In all experiments, untreated cells were used as controls. In addition, we compared the proliferation activity of untreated cells and cells treated with vehicle (DMSO/ethanol) only and found no significant difference.
4.4. Cell Viability
Cell viability was evaluated using the MTT assay, which was performed as previously described [
25]. Briefly, the plates with 0.5 mg/mL 3-[4,5-dimethylthiazol-2-yl]-2,5-diphenyl- tetrazolium bromide (MTT) (Sigma-Aldrich) were incubated at 37 °C for 3 hours. Formazan crystals were dissolved in 200 μL of DMSO. The absorbance at 570 nm was measured with a reference absorbance at 620 nm using a Sunrise Absorbance Reader (Tecan, Männedorf, Switzerland). Each experiment was performed in triplicate. The results obtained were expressed as a percentage of untreated controls.
4.5. RT-PCR
The expression of osteogenic differentiation markers was evaluated using semiquantitative RT-PCR. The protocol included standard procedures that were previously described [
15]. The primers for genes of interest are listed in
Table 2. The optical density of bands was quantified using ImageJ software, and the data were normalized to
HSP90AB1 expression. Each experiment was performed in triplicate.
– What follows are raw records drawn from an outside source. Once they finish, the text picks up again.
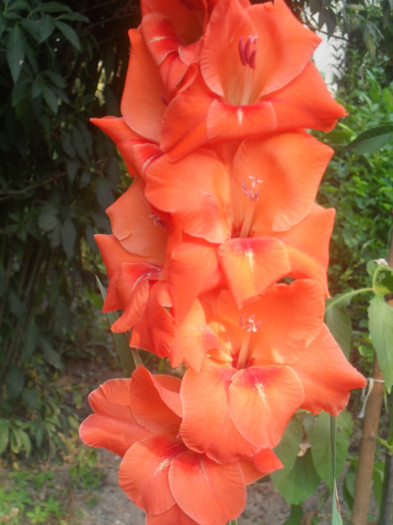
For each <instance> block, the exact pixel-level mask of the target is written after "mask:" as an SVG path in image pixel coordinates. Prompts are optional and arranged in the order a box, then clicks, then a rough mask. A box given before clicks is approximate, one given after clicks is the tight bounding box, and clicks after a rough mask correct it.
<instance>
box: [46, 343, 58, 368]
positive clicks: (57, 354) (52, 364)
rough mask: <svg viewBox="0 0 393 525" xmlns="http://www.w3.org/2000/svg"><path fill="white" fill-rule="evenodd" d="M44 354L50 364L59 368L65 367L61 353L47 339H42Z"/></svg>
mask: <svg viewBox="0 0 393 525" xmlns="http://www.w3.org/2000/svg"><path fill="white" fill-rule="evenodd" d="M42 355H43V356H44V358H45V360H46V361H47V362H48V363H49V364H50V365H52V366H54V367H55V368H58V369H61V368H63V363H62V362H61V359H60V354H59V353H58V352H56V351H55V350H53V348H52V346H51V345H50V344H49V343H48V342H47V341H42Z"/></svg>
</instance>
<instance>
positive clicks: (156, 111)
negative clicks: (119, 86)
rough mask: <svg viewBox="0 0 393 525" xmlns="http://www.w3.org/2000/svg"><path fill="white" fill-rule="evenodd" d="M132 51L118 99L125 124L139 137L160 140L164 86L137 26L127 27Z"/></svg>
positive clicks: (163, 112) (148, 138) (154, 63)
mask: <svg viewBox="0 0 393 525" xmlns="http://www.w3.org/2000/svg"><path fill="white" fill-rule="evenodd" d="M128 34H129V37H130V41H131V55H130V61H129V65H128V70H127V77H126V82H125V86H124V91H123V96H122V99H121V113H122V115H123V118H124V120H125V122H126V124H127V125H128V126H129V127H130V128H131V129H132V130H133V131H135V132H136V133H138V134H139V135H141V136H142V137H146V138H147V139H150V140H152V141H153V142H157V143H158V142H159V141H160V134H161V120H162V117H163V115H164V111H165V109H166V103H165V96H166V93H165V89H164V86H163V84H162V82H161V79H160V75H159V72H158V69H157V67H156V65H155V63H154V61H153V59H152V57H151V55H150V53H149V51H148V49H147V47H146V45H145V43H144V41H143V38H142V36H141V34H140V33H139V31H138V30H136V29H130V31H129V33H128Z"/></svg>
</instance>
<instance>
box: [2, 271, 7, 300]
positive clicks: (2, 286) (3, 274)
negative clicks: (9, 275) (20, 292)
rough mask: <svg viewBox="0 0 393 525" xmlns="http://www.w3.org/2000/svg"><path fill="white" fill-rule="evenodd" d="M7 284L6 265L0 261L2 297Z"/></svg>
mask: <svg viewBox="0 0 393 525" xmlns="http://www.w3.org/2000/svg"><path fill="white" fill-rule="evenodd" d="M6 286H7V272H6V271H5V268H4V266H3V265H2V264H1V263H0V297H2V296H3V293H4V290H5V288H6Z"/></svg>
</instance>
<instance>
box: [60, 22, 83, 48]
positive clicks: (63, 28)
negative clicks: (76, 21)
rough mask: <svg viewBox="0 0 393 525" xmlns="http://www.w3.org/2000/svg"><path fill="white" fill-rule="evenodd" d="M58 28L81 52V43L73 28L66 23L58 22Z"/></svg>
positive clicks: (75, 47) (72, 44) (66, 38)
mask: <svg viewBox="0 0 393 525" xmlns="http://www.w3.org/2000/svg"><path fill="white" fill-rule="evenodd" d="M56 27H57V28H58V29H60V31H61V32H62V33H63V35H64V36H65V38H66V39H67V40H68V41H69V42H70V43H71V44H72V45H73V46H74V47H75V48H76V49H77V50H78V51H80V50H81V43H80V40H79V37H78V35H77V34H76V32H75V31H74V30H73V29H72V27H71V26H70V25H68V24H65V23H64V22H60V21H58V20H57V21H56Z"/></svg>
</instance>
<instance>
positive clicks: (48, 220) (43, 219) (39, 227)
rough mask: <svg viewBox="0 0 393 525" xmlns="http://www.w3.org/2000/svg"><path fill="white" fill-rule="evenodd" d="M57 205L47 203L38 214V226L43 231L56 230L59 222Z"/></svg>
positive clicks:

The relative expression levels of selected nuclear receptors were studied using RT-qPCR. Total RNA was extracted and reverse transcribed into cDNA in the same manner as described previously [
25]. RT-qPCR was carried out in 10 μL using the KAPA SYBR
® FAST qPCR Kit (Kapa Biosystems, Wilmington, MA, USA) and analyzed using the 7500 Fast Real-Time PCR System and 7500 Software v. 2.0.6 (both Life Technologies, Carlsbad, CA, USA). Changes in the transcript levels were calculated using Cq values standardized to a housekeeping gene (
GAPDH) used as an endogenous reference gene control. The established Saos-2 cell line served as the arbitrary calibrator. The primers used for genes of interest are provided in
Table 5. Each experiment was performed in triplicate.
4.6. Immunoblotting
Cells were lysed in LB1 buffer (50 mM Hepes-KOH, pH 7.5, 140 mM NaCl, 1 mM EDTA, 10% glycerol, 0.5% NP-40, 0.25% Triton X-100), and the total protein amount was subsequently measured by the DC Protein Arrays Reagents Package (Bio-Rad Laboratories, Munich, Germany) according to the manufacturer’s instructions. Total proteins (10 μg) were loaded onto 10% polyacrylamide gels, electrophoresed, and blotted on a polyvinylidene difluoride membrane (Bio-Rad Laboratories). The membranes were blocked with 5% nonfat dry milk in PBS with 0.1% Tween-20 (Sigma-Aldrich) and incubated with primary antibodies overnight. The next day, membranes were incubated with secondary antibodies at room temperature (RT) for 1 hour. All antibodies used for immunoblotting are listed in
Table 6. ECL-Plus detection was performed according to the manufacturer’s instructions (GE Healthcare). The optical density of bands was quantified using ImageJ software, and the data were normalized to loading control GAPDH. Each experiment was performed in triplicate.
4.7. Statistics
Quantitative data were statistically evaluated using SPSS Statistics software (version 25.0, IBM, New York, USA). Data obtained in the MTT assay were analyzed by one-way ANOVA, followed by the Scheffé post hoc test: *
p < 0.05 and **
p < 0.001 were considered statistically significant. Analysis of possible interactions of compounds included in this study was performed using the Bliss independence model [
65]. Data obtained using PCR and immunoblotting were analyzed with a one-sample
t-test (two-tailed): *
p < 0.05 was considered statistically significant.